Un amour infini, qui donne la force de traverser toutes les épreuves. Cet amour est porté par des personnages qui nous bouleversent.
V.T.C. dit que « Par amour, n’importe quel être humain peut se surpasser. Qu’on tient debout pour l’autre, plus encore que pour soi-même. »

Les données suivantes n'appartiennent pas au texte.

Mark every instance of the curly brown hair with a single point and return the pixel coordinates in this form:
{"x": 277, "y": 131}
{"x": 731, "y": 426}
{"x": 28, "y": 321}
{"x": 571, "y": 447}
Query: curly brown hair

Et c’est ce qu’elle démontre dans ce roman qui est l’histoire de Muguette et Emélie, deux sœurs, et de leur famille.
Elles vivent au Havre, une ville bombardée sans relâche autant par l’armée allemande que par les tirs de l’aviation alliée.
Les deux femmes font tout pour protéger leurs enfants, c’est leur seul but. Avec courage et amour, elles font face aux plus violentes situations jusqu’à jour où la maladie va frapper Muguette. Alors ensemble, les soeurs prendront la déchirante décision d’éloigner les enfants de Muguette, par amour.
Joseph et Marline seront placés dans des familles d’accueil, certes, pour les protéger mais tellement loin, puisque ce sera en Algérie.
C’est un pan de l’Histoire méconnu que l’auteur raconte de manière bouleversante, inspirée par son histoire familiale.
Avec pertinence, Valérie Tong Cuong nous plonge dans la grande Histoire en nous racontant le destin de vies singulières profondément émouvantes.
Une écriture puissante, intense. Une véritable mise en lumière de l’extraordinaire puissance de l’Amour. Le lecteur est envahi d’émotions jusqu’à la dernière ligne. Un grand roman.

Conseillé par (Libraire)
4 août 2017

le silence qui détruit

« Qu’il emporte mon secret » est un roman à tiroirs où le présent se conjugue avec le passé. Pendant une nuit d’insomnie dans un hôtel grenoblois, Hélène, une romancière à succès, écrit une lettre de rupture à son amant, Léo, jeune écrivain en devenir. Cette missive ne va pas être moins qu’une longue confession, une confidence du déroulé de sa vie, particulièrement le drame d’une autre nuit qui a bouleversé 30 ans plus tôt, son existence et dont il lui est impossible de se défaire.
Si Hélène ne peut s’endormir, c’est parce que le lendemain, elle doit témoigner dans un procès celui d’un homme qu’elle a rencontré par hasard lors d’un atelier d’écriture qu’elle animait dans une prison.
Ce procès qui a réveillé en elle un événement horrible, vécu alors qu’elle avait 16 ans et qu’elle était monitrice dans un camp de vacances pour jeunes en difficultés. Ce drame, jusqu’à ce jour, elle a tout fait pour l’occulter, l’enfouir au plus profond de sa mémoire, le refouler hors de sa conscience. Un peu comme si elle obéissait encore à ce gendarme qui lui avait conseillé de ne pas porter plainte, d’oublier « cet accident » comme il l’avait nommé, que ce serait mieux pour elle et à sa mère qui lui ordonnait de ne surtout rien dire à son père pour ne pas le détruire.
Mais elle, Hélène, cette jeune fille de 16 ans, personne n’a réalisé que le silence la détruirait, lui laisserait dans la mémoire, comme une bombe à retardement qui imploserait forcément un jour. Hélène va pourtant se construire en devenant une autre, dans le déni total de ce qu’elle a vécu jusqu’au jour où elle se trouvera face à cet homme qui sera jugé à Grenoble.
Sylvie Le Bihan ne s’en cache pas, dans ce roman elle raconte le cauchemar de sa propre vie. Elle a magistralement écrit ce livre comme un thriller en maintenant le suspense jusqu’à la dernière ligne, avec un dénouement totalement inattendu, qui nous laisse sans mot.